ざばっ。また一人海に着弾した。沖の方の太陽が雲間から不毛な塩水のかけ合いをぎらぎらと照らし始めた。

「あはっ、ぐぁ。」

「おら、さっさと吐け!」

「まって、吐く、言うからまって。ああ、ははっ。」

「はっ、何。」

「私さ、昨日の夜連絡つかなかったでしょ。」

「え、ああ、うん。」

「人殺しちゃった。」

口に出した瞬間、周りの時が止まった。けど、びっくりするほどすらりと口から出た。泣いたら恥ずかしいから隠そうと海に入ったのに、頬をつたるのは海水だけだ。

「…新田さん?」

「…うん。」

「………ははっ。」

「え。
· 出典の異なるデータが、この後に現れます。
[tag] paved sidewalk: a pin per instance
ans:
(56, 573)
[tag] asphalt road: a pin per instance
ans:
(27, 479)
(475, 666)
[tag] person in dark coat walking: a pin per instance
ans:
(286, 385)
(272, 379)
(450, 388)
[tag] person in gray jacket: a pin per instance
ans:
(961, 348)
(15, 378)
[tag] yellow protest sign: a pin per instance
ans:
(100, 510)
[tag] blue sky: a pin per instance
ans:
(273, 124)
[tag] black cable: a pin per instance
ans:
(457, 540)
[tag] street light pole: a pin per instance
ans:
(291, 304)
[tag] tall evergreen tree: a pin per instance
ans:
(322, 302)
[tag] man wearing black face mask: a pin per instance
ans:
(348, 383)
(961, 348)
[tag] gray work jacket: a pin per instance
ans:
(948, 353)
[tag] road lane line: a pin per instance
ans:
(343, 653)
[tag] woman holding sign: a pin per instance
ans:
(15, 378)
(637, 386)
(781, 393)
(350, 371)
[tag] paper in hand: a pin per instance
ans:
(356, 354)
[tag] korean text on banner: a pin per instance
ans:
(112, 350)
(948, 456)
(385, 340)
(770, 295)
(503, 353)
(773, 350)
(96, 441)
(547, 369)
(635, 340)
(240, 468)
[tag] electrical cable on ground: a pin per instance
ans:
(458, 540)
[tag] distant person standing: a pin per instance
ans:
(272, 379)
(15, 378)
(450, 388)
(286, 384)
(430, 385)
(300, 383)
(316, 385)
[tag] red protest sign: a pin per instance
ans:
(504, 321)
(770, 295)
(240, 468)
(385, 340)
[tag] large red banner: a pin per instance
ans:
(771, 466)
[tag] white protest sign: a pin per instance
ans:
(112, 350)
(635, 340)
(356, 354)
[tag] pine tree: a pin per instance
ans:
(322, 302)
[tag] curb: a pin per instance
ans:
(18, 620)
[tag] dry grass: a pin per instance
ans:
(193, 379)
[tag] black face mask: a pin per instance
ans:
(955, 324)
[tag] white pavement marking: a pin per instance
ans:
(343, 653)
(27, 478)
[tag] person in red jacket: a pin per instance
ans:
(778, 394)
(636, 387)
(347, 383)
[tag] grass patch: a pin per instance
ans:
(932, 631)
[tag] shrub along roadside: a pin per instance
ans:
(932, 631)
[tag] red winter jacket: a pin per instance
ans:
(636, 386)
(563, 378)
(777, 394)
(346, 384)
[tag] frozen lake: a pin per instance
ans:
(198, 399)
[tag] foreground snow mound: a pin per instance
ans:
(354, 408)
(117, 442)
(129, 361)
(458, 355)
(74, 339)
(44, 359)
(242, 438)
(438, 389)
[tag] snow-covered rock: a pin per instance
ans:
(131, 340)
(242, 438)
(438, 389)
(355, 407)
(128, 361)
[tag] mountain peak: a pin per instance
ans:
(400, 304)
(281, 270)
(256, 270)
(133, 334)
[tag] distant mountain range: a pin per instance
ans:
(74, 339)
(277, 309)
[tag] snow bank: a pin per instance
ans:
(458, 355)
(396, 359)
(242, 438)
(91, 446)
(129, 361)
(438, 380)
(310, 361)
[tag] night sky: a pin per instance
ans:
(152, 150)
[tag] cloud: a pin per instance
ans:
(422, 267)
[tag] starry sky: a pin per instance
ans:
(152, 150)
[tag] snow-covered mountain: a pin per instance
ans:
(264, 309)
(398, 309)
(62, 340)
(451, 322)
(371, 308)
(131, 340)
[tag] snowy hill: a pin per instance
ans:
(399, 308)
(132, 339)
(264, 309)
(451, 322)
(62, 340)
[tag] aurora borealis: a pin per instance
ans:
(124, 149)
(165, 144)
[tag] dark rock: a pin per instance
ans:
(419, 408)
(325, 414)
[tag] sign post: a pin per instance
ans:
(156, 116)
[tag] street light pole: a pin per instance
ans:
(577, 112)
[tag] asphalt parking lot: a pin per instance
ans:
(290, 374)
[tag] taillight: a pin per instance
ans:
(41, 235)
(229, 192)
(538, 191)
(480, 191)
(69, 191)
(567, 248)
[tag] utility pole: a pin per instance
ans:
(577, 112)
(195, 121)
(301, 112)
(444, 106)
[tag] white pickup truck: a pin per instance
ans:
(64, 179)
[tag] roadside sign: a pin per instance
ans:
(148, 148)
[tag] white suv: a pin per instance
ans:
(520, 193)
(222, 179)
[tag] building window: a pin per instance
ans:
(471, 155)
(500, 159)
」

「いや、なんかさ、沙綾全然後悔してるふうじゃないから。」

「あ、いや、そんな」

「だって、してる?」

「…わかんない。けど、なんか、今はすうっとする。」

「あははっ。沙綾やばいよ。やばい殺人犯だ。」

「ふっ、ははっ、ほんとだ。」

「ははっ。いや、なんかさ、沙綾がそんな満足気なら敢えていろいろ聞かないけど、その…、それで、どう…するの、これから。」

「これから…バイク乗って、海岸線飛ばす。」

「え、あ、え?だって、その」

「逃げるの見られちゃった。ブレザーとか、血だらけでだよ。多分もう新田さんも見つかってると思う。」

「…じゃあ、あたしもさ、一個、犯罪させてよ。」

「え、どういう。」

「そのバイクさ、2ケツさせて。できるよね、沙綾の。」

「あ、うん、たぶん出来る。」

「じゃあ早く行こ。時間は待ってくれないでしょ。特に沙綾は。」

「なんでそんな。」

「だって、こんなお別れやだよ。沙綾はあたしの親友だし、引っ剥がされるまで一緒にいたい。いさせて。」

「……犯罪者め。」

「どの口が、あははっ。」

「離さないでよ。」

「離さないよ。」


 それからいつもより少し重くなったバイクは、わずかに朝もやのかかる海岸線を飛ばした。あれだけ口達者だった澪はバイクに乗ると一言も喋らず、ただずっと私を抱きしめていた。澪の体温と心臓の鼓動が、新田さんのそれと対照的に感じた。背中にのしかかる質量と温度と、おそらくは最後のここの海風が頬を撫でていくのを感じながら、なぜだか私はこのどこまでも広がっている青空を飛んでいるような気がした。その時さらに、その感覚も新田さんのそれと対のもののように思えて、なんだか笑ってしまった。聞きかじりのエラン・ヴィタールという言葉を思い出していた。私が新田さんのせいで笑うなんて、この世はなんて予想もしないことが起こるのだろう。ゲラで名の通る澪は、私が笑うとつられていつも私の倍は笑っていたが、今はまたきつく、私を抱きしめるだけだった。私はバイクをふかした。私は満たされていた。パトカーのサイレンの音がした。